ÇİKOLATA

427 57 20
                                    


Yan taraftan kendine yaklaşan arabanın, motor homurtusu ile endişeyle etrafı gözledi Agir ve hemen önünde duran aracın kapısını açıp, ön koltuğuna kuruldu.

"Selamünaleyküm."dedi kemerini takarken sürücü koltuğundaki adama yan gözle bakıp.

"Aleykümselam tosunum."dedi Hovan dudakları iki yana kıvrılırken.

Ters ters baktı ona Agir,

"Ne demek o? Tosuna mı benziyorum ben?"

Kısa ve tok kahkahası doldurdu krem rengi deri koltuklu aracın içini,

"Daha neler, o manada mı dedim ben?"

Kollarını göğsünde kavuşturdu kavruk tenli sarışın adam,

"Ya ne manada dedin?"

"Sen öyle ağır abi gibi kasıla kasıla binip selam verince, ben de dalgasına söyledim. Yoksa maaşallah'ın var yavrum."

Biliyordu şaka yaptığını Agir ancak, kendisine sonsuz kredisi bulunan bu adama karşı az biraz şımarıklık yapmak istemişti.

Karanlık ve ıssız bir alana çekti arabayı ve motoru durdurdu Hovan.
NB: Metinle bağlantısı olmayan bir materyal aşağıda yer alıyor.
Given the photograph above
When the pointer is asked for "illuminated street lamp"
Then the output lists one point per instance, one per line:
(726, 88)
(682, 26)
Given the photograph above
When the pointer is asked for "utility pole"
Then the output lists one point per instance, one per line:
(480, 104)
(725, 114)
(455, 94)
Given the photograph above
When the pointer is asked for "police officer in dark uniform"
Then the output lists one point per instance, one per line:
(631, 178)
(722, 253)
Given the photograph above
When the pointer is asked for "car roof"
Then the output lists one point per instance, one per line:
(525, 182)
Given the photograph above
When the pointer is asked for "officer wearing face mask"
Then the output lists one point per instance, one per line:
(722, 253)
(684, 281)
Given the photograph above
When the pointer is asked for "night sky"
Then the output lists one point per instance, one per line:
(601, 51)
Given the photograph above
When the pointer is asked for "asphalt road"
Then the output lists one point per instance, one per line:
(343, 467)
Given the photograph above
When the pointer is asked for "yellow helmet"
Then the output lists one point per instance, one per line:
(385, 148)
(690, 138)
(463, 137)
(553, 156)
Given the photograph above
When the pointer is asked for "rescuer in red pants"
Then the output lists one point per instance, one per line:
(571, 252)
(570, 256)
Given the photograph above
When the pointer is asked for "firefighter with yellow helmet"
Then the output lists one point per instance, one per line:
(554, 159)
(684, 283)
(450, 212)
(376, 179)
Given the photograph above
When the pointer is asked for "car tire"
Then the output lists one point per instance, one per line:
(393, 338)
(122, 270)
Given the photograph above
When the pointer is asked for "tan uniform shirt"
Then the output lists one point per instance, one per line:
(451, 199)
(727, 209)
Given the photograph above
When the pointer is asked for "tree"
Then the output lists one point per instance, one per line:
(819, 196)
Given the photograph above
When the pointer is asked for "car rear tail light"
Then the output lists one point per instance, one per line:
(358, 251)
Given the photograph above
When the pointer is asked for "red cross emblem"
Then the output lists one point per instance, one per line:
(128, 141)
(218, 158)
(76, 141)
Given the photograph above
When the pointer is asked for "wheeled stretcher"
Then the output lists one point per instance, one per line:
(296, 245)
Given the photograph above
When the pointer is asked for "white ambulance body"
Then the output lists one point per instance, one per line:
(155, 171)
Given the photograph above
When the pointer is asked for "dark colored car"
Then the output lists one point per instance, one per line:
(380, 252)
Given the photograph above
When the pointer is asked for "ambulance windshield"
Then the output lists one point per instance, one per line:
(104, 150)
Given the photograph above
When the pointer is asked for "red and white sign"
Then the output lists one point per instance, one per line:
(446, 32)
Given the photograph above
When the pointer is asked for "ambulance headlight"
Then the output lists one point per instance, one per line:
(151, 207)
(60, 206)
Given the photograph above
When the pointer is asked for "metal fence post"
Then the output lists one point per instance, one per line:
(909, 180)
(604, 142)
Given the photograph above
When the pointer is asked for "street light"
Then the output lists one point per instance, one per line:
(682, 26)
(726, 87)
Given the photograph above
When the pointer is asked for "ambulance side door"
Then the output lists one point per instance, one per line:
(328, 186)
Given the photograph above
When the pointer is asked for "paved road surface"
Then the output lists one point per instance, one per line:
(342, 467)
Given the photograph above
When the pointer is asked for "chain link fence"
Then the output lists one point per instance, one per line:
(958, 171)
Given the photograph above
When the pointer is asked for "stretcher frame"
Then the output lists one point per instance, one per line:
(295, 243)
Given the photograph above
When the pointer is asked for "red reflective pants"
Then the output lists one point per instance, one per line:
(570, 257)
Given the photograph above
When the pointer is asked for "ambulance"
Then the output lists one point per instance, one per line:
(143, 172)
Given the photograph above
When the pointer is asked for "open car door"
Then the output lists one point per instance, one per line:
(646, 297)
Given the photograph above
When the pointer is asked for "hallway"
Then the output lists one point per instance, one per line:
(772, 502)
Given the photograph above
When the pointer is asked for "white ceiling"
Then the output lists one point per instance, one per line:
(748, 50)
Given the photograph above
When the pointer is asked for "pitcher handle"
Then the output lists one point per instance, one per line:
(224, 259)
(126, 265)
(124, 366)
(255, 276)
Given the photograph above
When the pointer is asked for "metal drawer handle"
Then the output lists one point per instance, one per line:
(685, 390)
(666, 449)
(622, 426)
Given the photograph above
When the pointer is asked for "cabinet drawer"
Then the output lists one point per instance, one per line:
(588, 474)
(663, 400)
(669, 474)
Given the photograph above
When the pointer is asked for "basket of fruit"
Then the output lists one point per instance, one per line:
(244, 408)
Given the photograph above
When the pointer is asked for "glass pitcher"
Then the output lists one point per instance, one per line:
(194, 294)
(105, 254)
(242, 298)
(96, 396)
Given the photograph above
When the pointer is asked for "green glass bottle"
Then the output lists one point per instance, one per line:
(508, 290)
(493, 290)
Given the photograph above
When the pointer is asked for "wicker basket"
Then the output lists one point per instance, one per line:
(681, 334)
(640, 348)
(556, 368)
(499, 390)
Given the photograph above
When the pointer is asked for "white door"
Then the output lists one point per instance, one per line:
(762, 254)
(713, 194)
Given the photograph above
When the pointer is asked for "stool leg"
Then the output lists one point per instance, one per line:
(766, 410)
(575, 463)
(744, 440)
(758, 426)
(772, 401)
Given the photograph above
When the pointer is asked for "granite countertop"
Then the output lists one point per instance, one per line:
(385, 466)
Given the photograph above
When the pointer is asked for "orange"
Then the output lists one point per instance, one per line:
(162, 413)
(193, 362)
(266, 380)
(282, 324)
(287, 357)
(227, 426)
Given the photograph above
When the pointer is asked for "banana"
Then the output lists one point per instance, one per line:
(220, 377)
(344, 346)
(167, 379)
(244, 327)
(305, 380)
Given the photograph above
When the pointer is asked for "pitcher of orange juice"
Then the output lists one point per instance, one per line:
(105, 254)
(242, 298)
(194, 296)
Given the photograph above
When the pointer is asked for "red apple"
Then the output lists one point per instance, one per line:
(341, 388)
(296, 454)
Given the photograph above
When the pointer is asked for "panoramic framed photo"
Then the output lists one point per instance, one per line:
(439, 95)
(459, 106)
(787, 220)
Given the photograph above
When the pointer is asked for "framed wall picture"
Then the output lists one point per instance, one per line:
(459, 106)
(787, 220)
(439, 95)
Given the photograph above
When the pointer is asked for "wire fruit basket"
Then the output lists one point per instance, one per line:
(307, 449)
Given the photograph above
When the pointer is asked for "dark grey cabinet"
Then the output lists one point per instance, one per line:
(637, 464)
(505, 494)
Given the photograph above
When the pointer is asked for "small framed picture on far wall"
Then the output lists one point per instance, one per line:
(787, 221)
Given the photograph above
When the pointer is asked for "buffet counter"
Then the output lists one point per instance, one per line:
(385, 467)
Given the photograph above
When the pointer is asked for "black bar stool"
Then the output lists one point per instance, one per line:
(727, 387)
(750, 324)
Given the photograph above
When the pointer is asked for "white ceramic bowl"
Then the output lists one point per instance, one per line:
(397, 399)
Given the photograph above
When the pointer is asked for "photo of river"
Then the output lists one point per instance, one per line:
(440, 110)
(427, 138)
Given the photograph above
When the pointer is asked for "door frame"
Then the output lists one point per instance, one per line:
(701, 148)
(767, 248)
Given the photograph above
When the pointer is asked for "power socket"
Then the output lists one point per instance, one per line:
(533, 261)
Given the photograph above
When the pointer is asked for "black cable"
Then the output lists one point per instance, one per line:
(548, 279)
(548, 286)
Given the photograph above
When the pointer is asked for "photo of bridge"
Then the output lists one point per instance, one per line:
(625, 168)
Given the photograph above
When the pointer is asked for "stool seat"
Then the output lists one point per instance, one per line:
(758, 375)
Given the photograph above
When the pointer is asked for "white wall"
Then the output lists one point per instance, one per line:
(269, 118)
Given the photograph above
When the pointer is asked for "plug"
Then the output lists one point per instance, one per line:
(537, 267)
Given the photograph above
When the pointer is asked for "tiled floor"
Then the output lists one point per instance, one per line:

Agir'e dönüp gözleriyle süzdü sevdiğinin güzel suretini.

"Sen böyle nazlı nazlı davranıyorsun ya, ben aşkımdan kuduruyorum. Alıp içime saklamak istiyorum seni."

Omuz silkti Agir,

"Bunca vakit nasıl birbirimizden uzak durduk, ne aklım ne de fikrim alıyor. Ama ilk defa bu şekilde ayrılacağız. Önceden en azından her günümüz karşılıklı, birbirimize göz süzerek geçiyordu."

"Öyle."diye karşılık verdi Hovan, dudaklarındaki kıvrım çoktan yokluğa karışmıştı. Gözleriyle kana kana içiyordu yarini. Tıpkı seneler boyu yaptığı gibi.

Arabada çıt çıkmazken, iki adam aralarındaki elektiriğin gaibten çatırtısını duyabiliyorlardı. Burukça gülümsedi Agir ve öne atıldı, Hovan da sarılışına karşılık vermek için aynı anda hareket edince, son anda durdurdular kendilerini. Yüzleri az daha bir birine çarpıyordu. Sonra Agir kafasını sağa eğip yaklaşmaya çalıştığında Hovan da yanlışlıkla aynı şekilde karşılık verdi, bu kez Hovan, Agir'in önünü açmak için sola hareket ettiğinde, aynı amaç için çabalayan Agir ile burun buruna gelmişti.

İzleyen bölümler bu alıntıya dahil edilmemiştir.